I feel that once some women get into relationships they get comfortable. The scary thing is that you often don't realize its happening. I recall when my ex boyfriend told me that I don't dress as good as I used too. This was his indirect way of saying you don't make as much effort anymore. That comment felt like a hard slap as well as a wake up call. Whilst I got angry and defensive I had to admit that there was an element of truth to what he said. I no longer felt a need to make an effort as he was mine. I felt the weight gaining, I didn't drop it like it was hot anymore. Deep down I wasn't comfortable within myself and this was slowly chipping away at my confidence. I'd fallen into a rut and didn't know how to get out. I'm not implying you dress for your man but do something that'll make you happy. If your happy your man will be happy. 

Lets not forget men are visual and while they'll accept you as you are.
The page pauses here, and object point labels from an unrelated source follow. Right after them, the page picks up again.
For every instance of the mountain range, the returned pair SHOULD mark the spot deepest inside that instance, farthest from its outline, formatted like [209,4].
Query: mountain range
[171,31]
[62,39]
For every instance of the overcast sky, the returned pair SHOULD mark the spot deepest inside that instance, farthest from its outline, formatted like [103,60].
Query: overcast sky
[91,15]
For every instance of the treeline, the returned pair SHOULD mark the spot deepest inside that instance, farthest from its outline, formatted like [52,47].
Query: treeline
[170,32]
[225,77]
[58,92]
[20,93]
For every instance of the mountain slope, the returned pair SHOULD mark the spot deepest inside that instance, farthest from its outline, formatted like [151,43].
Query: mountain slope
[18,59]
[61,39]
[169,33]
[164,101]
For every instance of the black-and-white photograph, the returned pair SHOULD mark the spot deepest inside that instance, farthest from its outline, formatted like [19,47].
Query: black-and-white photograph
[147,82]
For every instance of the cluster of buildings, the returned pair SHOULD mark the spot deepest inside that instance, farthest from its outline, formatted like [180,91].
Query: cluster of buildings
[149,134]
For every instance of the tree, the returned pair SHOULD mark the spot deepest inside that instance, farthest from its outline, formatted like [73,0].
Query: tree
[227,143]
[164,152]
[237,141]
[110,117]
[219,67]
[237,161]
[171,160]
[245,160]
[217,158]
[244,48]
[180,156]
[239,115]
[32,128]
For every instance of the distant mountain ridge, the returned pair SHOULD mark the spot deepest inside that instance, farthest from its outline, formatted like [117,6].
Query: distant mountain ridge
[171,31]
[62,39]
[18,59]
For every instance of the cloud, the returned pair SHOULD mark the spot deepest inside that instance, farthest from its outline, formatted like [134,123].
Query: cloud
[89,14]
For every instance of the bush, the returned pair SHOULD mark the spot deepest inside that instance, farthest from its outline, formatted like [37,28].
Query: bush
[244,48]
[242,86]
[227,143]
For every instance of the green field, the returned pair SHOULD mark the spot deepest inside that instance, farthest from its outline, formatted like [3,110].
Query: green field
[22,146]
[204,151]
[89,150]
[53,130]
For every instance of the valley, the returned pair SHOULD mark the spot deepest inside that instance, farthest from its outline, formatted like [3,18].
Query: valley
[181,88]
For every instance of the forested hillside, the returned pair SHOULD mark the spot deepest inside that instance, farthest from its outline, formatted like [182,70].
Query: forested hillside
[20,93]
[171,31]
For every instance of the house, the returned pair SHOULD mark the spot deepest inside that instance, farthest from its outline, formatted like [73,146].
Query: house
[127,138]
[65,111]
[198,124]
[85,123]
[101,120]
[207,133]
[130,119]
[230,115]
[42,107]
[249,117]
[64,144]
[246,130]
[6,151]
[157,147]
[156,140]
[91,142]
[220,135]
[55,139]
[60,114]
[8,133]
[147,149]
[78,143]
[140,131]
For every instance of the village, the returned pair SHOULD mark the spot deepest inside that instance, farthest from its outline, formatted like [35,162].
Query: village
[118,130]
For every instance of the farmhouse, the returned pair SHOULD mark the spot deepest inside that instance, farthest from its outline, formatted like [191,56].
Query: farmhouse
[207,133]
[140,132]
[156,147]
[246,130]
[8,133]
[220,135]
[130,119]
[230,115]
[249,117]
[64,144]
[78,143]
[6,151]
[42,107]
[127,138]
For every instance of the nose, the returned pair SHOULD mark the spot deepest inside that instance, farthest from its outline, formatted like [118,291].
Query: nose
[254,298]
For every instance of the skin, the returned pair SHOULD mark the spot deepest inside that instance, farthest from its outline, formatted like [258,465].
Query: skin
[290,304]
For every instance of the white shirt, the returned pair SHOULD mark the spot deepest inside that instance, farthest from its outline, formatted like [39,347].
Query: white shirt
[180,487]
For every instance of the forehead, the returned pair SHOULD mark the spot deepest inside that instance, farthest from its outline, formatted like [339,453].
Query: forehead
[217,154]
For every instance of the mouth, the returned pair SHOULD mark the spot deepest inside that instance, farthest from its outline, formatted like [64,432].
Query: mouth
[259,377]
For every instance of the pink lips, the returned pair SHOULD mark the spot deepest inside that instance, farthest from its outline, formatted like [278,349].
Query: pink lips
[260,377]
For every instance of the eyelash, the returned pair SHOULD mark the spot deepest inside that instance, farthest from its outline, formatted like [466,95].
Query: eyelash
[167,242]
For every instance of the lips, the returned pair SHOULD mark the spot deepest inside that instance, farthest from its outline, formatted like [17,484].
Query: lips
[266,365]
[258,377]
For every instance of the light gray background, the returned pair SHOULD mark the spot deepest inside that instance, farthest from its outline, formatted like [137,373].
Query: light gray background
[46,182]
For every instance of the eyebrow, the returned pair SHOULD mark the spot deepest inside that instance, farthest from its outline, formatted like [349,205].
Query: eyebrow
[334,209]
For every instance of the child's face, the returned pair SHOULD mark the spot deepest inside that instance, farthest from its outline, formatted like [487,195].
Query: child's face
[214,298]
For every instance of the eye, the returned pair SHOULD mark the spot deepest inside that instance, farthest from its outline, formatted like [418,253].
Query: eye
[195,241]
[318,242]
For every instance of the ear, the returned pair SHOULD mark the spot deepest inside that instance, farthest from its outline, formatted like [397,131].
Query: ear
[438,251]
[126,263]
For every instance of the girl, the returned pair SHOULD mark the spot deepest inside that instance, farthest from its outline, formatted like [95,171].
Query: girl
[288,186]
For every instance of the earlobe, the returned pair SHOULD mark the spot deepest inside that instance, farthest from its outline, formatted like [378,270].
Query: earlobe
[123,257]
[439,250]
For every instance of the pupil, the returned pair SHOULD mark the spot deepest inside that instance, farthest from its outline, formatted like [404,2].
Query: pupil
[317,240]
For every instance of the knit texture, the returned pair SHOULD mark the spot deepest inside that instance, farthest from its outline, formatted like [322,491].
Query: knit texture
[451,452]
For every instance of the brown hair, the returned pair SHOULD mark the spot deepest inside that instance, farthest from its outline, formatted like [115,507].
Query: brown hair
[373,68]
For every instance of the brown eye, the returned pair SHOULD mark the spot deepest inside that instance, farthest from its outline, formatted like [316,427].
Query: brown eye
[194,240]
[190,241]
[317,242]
They won't forget how you used to look, especially if there's been some drastic changes. Men probably won't admit it but they like their women to maintain themselves. They want to show you off and let the world know how proud they are of you. Unless you've got one of those controlling men with some deep insecurities (no further comment). You can't beat that feeling when you enter the room and all eyes are on you like WOW...who is that? And you don't have to look like a supermodel or have the latest attire to achieve it. Just got to be comfortable in your own skin. I'm sure the same goes for you ladies. How would you feel if your boyfriend let his hair grow out, no longer shaved. Didn't make an effort with his clothes, put on a lot of weight? Be honest with yourself! 
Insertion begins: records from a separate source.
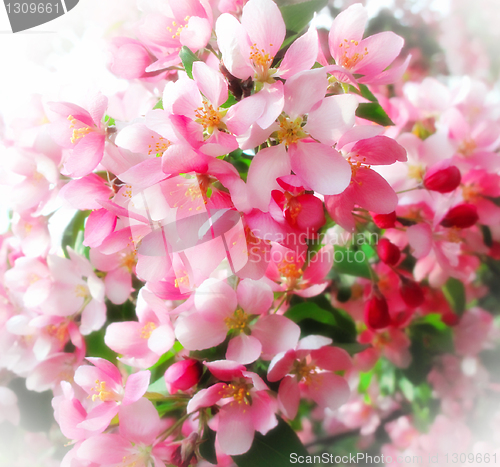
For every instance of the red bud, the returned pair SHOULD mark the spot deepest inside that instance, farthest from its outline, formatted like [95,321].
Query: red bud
[462,216]
[183,375]
[376,313]
[385,221]
[411,293]
[443,180]
[388,252]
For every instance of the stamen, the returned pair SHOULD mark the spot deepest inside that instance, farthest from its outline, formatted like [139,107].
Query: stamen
[290,130]
[239,393]
[101,392]
[209,118]
[147,330]
[304,371]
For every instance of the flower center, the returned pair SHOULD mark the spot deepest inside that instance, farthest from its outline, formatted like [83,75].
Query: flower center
[147,330]
[238,321]
[290,130]
[290,270]
[350,58]
[129,261]
[209,118]
[101,392]
[304,371]
[78,132]
[158,147]
[177,28]
[470,192]
[182,280]
[239,392]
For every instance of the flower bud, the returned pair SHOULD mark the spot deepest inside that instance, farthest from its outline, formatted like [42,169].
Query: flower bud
[388,252]
[461,216]
[411,293]
[442,179]
[376,313]
[183,375]
[385,221]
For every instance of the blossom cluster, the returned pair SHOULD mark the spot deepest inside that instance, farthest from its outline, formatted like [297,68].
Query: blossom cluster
[200,255]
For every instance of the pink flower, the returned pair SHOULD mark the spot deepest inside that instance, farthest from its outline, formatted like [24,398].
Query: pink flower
[82,132]
[367,188]
[142,343]
[308,371]
[248,51]
[166,28]
[368,57]
[245,406]
[216,312]
[103,383]
[138,441]
[316,164]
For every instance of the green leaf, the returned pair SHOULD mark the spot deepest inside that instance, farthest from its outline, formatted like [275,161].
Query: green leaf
[275,449]
[310,311]
[188,58]
[454,292]
[363,91]
[73,234]
[374,112]
[348,261]
[207,447]
[434,319]
[298,15]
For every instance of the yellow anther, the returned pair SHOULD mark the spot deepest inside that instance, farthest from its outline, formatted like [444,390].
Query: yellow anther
[260,57]
[238,321]
[209,118]
[467,147]
[290,130]
[290,270]
[129,261]
[101,392]
[182,280]
[162,144]
[239,392]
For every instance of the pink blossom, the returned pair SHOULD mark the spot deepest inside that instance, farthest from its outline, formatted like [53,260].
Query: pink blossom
[82,132]
[142,342]
[368,57]
[245,406]
[103,383]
I love wearing jogging pants and headscarves around the house. I also like to throw on a pair of heels and a bright lip stick to show off my feminine side. The little things make such a big difference whether its a bit of mascara, a facial, or buying yourself something nice. Not only will you feel good but he'll appreciate your efforts too. It starts from an inner confidence and if you don't have that it will show on the outside. The key is to find a balance and not let yourself go completely. Sometimes when we feel low or depressed we no longer care about our appearance. This usually pulls you down into a spiral pattern and everything else gets affected. 

I've recently become a member of the 30 club and must confess that whilst I've more or less maintained my weight over the years. I find it hard to stay trim due to my indulgence of all things sweet and my metabolism slowing down. I exercise not only for health reasons but because it makes me feel and look good. This brings me onto the foods us ladies consume. We all know whats good and bad for us yet we still choose to eat rubbish. I too am guilty of this, if its bad I'm eating ALL of it. The truth is you look as good as you feel! I hear many women at work complain about their weight yet they eat the wrong foods and don't fit exercise into their schedules. I repeat I know we all lead busy lives and that work hours are rarely 9-5 anymore but you have to make a decision and make some changes somewhere. Nothing beats the spring in your step when you finish an excruciating workout, leave the hairdressers or put on that dress that fits like a glove. 

If all you've taken from this post is that women must have their face caked with make-up and be a size 10 then you've missed the point. There's nothing wrong with taking a bit of pride in your appearance. Whether your a size 12 or 16 it's all about loving yourself and being the best you can be mentally, physically and emotionally. I think its important to carry on caring for your appearance, to keep your individuality and confidence.